Zoya Solanki is a copywriter working with an ad agency. She is said to have born at the same moment on 25 June 1983 when India won their first Cricket World Cup. However, this ‘luck’ doesn’t reflect in her personal life. In order to shoot an ad, she gets an opportunity to join the Indian cricket team touring Sri Lanka. Coincidentally, the Indian team that was struggling for months starts winning whenever Zoya has her breakfast with them.
However, these things don’t have an effect on Nikhil Khoda, the skipper of the Indian team, who still believes in hard work and discipline. Now who has an upper hand – Zoya’s luck or Nikhil’s belief in hardwork, you have to watch the film to learn about it.
Based on the book of the same name, ‘The Zoya Factor’ stars Sonam Kapoor and Dulquer Salmaan in principal roles, supported by Sikander Kher, Sanjay Kapoor, Manu Rishi Chadha and Angad Bedi.
What’s Wrong –
If one doesn’t take a pack of Saridon for this movie, one will develop a severe headache after watching the same. ‘The Zoya Factor’ is not just bad, it is a pathetic adaptation of a book into a movie. There is no seriousness in acting or the screenplay of the movie. If you find a light rom com unable to bear before the interval itself, you know that something’s seriously wrong.
It is often noticed that in Bollywood, most of the movie adaptations haven’t done justice to the original book. However, ‘The Zoya Factor’ has taken this to another level altogether. You won’t believe two things on seeing this movie – One, this movie was scripted by Anuja Chauhan herself, and two, the movie was directed by the same Abhishek Sharma who had given the left liberals massive burns with his take on the Pokhran nuclear tests of 1998, i.e. Parmanu. The comedy scenes might be relevant to today’s times, but they’re so off the mark that only South Bombay kids can laugh on them, not sure about the rest of India.
What’s Worse –
This film is so bad as compared to the original book that you’ll find Half Girlfriend [Yeah, you read that right], edition better than the same. That the film is so cut off from the reality is ascertained from the fact that Sonam Kapoor, who develops cold feet at the mere mention of Diwali, is seen bursting firecrackers in this movie.

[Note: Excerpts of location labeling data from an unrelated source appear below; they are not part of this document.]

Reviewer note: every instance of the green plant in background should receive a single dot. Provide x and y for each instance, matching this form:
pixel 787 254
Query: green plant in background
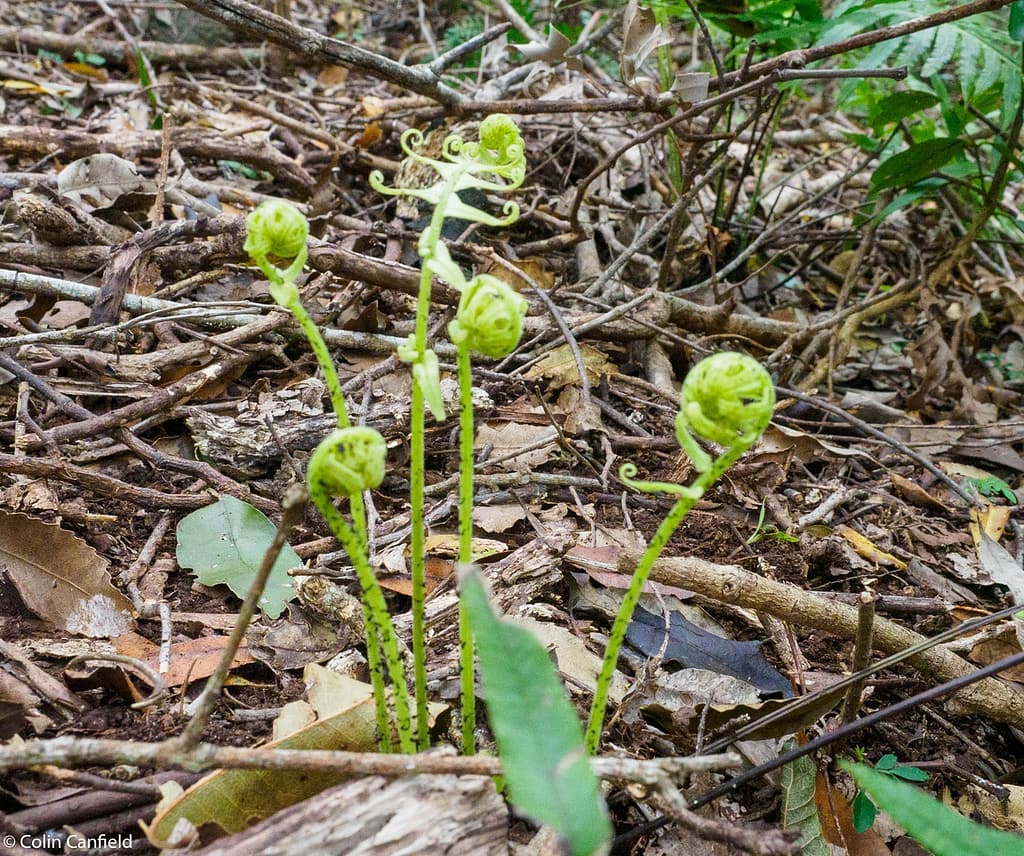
pixel 498 164
pixel 537 729
pixel 864 810
pixel 992 486
pixel 940 828
pixel 727 398
pixel 350 459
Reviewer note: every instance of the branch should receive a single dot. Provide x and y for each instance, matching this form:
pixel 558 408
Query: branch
pixel 250 18
pixel 799 58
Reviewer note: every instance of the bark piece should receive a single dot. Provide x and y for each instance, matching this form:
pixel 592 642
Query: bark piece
pixel 419 816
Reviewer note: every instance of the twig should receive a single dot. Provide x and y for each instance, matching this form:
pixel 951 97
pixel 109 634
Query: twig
pixel 251 18
pixel 861 653
pixel 294 505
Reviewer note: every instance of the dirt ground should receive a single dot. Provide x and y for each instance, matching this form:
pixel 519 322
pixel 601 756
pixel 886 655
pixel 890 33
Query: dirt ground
pixel 144 374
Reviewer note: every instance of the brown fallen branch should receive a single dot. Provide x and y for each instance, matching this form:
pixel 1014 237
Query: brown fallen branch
pixel 730 584
pixel 29 141
pixel 84 752
pixel 197 57
pixel 248 17
pixel 108 486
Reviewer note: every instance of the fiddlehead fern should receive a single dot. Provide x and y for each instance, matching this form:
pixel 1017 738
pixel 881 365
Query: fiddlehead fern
pixel 727 398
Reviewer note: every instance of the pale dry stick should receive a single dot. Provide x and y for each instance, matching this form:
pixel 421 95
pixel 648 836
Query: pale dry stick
pixel 775 227
pixel 279 118
pixel 899 445
pixel 217 315
pixel 956 686
pixel 556 316
pixel 129 581
pixel 733 585
pixel 87 752
pixel 251 18
pixel 450 57
pixel 736 837
pixel 802 56
pixel 199 469
pixel 293 506
pixel 159 690
pixel 861 653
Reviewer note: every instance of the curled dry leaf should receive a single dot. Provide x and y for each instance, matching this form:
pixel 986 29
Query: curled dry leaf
pixel 60 579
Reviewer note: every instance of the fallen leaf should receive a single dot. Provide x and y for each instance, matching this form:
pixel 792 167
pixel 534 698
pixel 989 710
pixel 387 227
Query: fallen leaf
pixel 867 550
pixel 498 518
pixel 552 51
pixel 559 367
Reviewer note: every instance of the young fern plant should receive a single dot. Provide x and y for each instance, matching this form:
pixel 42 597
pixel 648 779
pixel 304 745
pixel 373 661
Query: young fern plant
pixel 349 461
pixel 727 398
pixel 497 164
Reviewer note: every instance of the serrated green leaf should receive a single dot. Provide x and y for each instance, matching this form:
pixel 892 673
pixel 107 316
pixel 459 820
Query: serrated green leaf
pixel 799 809
pixel 938 827
pixel 1016 28
pixel 864 812
pixel 224 543
pixel 899 105
pixel 916 162
pixel 944 46
pixel 539 735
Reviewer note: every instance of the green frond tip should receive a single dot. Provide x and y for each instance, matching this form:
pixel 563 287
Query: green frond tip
pixel 627 474
pixel 496 164
pixel 275 229
pixel 348 461
pixel 426 375
pixel 727 398
pixel 489 317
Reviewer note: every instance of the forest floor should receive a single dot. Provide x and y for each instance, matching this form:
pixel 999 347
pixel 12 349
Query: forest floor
pixel 174 381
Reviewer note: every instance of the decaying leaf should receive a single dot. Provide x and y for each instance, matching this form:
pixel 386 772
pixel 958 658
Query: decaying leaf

The film wouldn’t have been that bad, if a diligent actress was chosen for this role. Whatever happened to Sonam Kapoor’s acting skills, if you manage to survive the overacting by Sonam in this movie, the so called attack on superstitions in this movie will make your blood boil even more. True that superstition is never acceptable in any society. However, the way it has been criticized, it is less of an attack on superstitions and more of a rude joke on Sanatan Dharma. In short, Agenda reigns Supreme! [AGENDA UNCHA RAHE HAMARA]
In this movie, everything is focused upon except Cricket. Everything is shown, but nothing leaves a mark you, even for a moment. The movie takes off to something interesting towards the end, but by then it is too late. Angad Bedi and Sikander Kher’s characters had some potential, but they were not given enough time.
Is there Anything Good? –
If the film has been saved from becoming a dreaded bore, it is ironically Dulquer Salmaan, and the feel good factor that runs throughout the movie. Despite the character being badly written, Dulquer tries hard to salvage the film on his own. There are some scenes, where the hard work shows as well. However, overall ‘The Zoya Factor’ is an offending slap on the face of writing, storytelling and filmmaking as well. To call this a movie is an insult to the genre of cinema itself. We’d rate this 1 from 5 stars.